Por supuesto y como suele ocurrir cuando se enfrenta a un enemigo común, las tres tribus originarias de la isla se fusionaron para defenderse, por lo que poco a poco el mestizaje entre ellos fue haciendo desparecer a los más débiles. Hoy, para referirse a los habitantes de esas latitudes, se habla de los “onas” y ya en el siglo XIX se utilizaba esta denominación que abarcaba no sólo a los insulares, sino que también a los habitantes del norte cercano del Estrecho de Magallanes. O sea que de los primitivos habitantes de esas tierras no quedó ni siquiera su verdadero nombre, rescatado posteriormente por investigadores, antropólogos y arqueólogos.
Mucho se ha escrito sobre la masacre de las tribus australes y no es el ánimo de esta crónica resaltar ese doloroso tema, pero se hace necesario mencionarlo para poder evaluar mejor la importancia del esfuerzo de Cristina Calderón para perpetuar la memoria de sus antepasados.
Desde 1960 vive en Villa Ukika, una reservación ubicada a dos kilómetros de Puerto Williams, donde se dedica a la cestería. Ahí mora en una casa de madera, junto a una cincuentena de descendientes en mayor o menor grado de los primitivos habitantes de la zona. Cerca vive Lidia, una de sus hijas, monitora en una escuela del sector, donde enseña a los niños el idioma y las costumbres de sus ancestros, conocimientos que ella recibió de su madre.

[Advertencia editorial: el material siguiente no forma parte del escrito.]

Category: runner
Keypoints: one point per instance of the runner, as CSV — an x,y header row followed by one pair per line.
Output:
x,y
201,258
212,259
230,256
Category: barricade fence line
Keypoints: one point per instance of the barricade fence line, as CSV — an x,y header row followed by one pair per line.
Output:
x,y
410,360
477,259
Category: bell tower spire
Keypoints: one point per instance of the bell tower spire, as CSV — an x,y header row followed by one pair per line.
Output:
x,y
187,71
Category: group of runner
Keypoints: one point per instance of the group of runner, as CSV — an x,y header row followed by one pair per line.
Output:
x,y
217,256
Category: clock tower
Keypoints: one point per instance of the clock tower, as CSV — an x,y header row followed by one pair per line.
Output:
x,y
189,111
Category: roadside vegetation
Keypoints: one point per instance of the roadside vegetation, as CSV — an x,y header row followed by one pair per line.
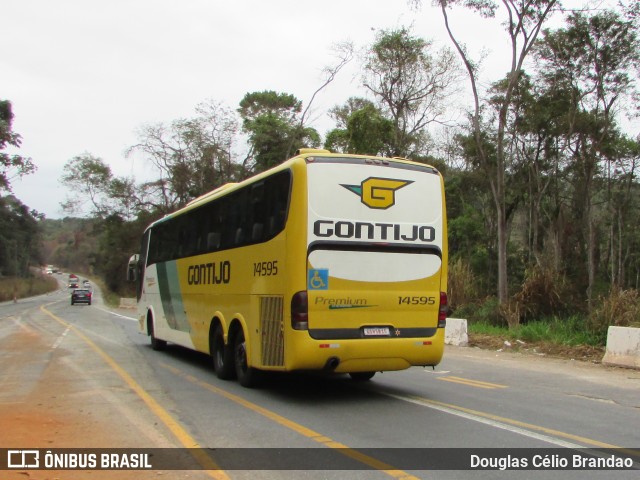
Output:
x,y
541,168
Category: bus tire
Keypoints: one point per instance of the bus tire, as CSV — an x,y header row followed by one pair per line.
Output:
x,y
247,376
156,343
361,376
222,355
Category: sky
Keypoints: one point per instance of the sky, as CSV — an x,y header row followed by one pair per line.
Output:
x,y
84,75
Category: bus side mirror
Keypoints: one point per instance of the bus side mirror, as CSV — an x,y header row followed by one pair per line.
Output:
x,y
132,268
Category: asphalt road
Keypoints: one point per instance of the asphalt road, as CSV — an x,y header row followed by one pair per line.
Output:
x,y
91,365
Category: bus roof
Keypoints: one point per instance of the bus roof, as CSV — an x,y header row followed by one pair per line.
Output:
x,y
307,155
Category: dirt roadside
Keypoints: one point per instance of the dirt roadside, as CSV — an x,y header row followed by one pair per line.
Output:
x,y
47,401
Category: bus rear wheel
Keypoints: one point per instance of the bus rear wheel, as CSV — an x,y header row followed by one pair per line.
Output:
x,y
247,376
361,376
156,343
222,356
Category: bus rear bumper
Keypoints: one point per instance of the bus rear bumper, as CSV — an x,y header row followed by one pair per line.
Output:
x,y
364,355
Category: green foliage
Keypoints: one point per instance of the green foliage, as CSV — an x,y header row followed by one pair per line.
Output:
x,y
619,308
366,132
569,331
19,238
117,240
272,121
11,164
410,83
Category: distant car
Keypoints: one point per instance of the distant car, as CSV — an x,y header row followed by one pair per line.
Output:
x,y
81,295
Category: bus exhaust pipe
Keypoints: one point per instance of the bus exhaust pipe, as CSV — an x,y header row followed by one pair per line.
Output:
x,y
332,364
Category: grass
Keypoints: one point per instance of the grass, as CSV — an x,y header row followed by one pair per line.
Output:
x,y
26,287
571,331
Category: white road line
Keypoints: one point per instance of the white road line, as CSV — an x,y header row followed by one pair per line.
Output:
x,y
487,421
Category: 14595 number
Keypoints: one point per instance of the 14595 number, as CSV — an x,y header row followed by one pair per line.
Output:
x,y
265,269
416,300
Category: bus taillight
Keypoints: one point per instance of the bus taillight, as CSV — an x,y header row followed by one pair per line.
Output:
x,y
300,311
443,310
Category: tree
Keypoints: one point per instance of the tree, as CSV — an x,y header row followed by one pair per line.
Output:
x,y
592,62
365,130
11,165
92,182
523,20
275,128
193,156
19,237
410,84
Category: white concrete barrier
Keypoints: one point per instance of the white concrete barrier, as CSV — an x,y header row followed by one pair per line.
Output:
x,y
128,303
455,332
623,347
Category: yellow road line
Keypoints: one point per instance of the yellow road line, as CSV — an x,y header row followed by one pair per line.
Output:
x,y
180,433
471,383
296,427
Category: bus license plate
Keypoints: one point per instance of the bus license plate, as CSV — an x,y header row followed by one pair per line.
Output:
x,y
376,331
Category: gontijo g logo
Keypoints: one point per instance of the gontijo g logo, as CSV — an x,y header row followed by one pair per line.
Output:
x,y
379,193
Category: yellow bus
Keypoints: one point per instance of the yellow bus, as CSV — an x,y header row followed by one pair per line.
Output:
x,y
327,262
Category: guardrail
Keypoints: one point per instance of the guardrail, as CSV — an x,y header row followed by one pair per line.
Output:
x,y
128,303
623,347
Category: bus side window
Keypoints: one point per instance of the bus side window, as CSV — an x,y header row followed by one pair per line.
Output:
x,y
257,232
213,241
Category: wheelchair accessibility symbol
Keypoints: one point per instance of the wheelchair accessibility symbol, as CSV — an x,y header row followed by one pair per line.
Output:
x,y
318,279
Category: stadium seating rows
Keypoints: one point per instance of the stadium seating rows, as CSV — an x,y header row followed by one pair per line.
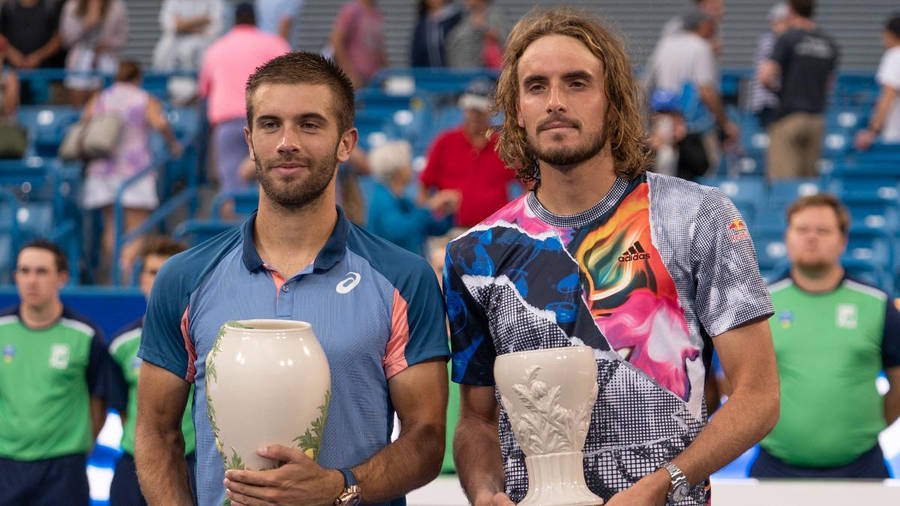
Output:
x,y
39,192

Gracias a doña Cristina Calderón y a su familia es muy posible que se conserven para la posteridad el lenguaje y los rasgos de esta cultura prácticamente desaparecida. Esta valerosa mujer ha recibido varios honores. Además de ser Tesoro Humano Vivo, es Hija Ilustre de la Región de Magallanes y Antártica Chilena y fue seleccionada como una de las 50 mujeres representativas del Bicentenario de la República de Chile.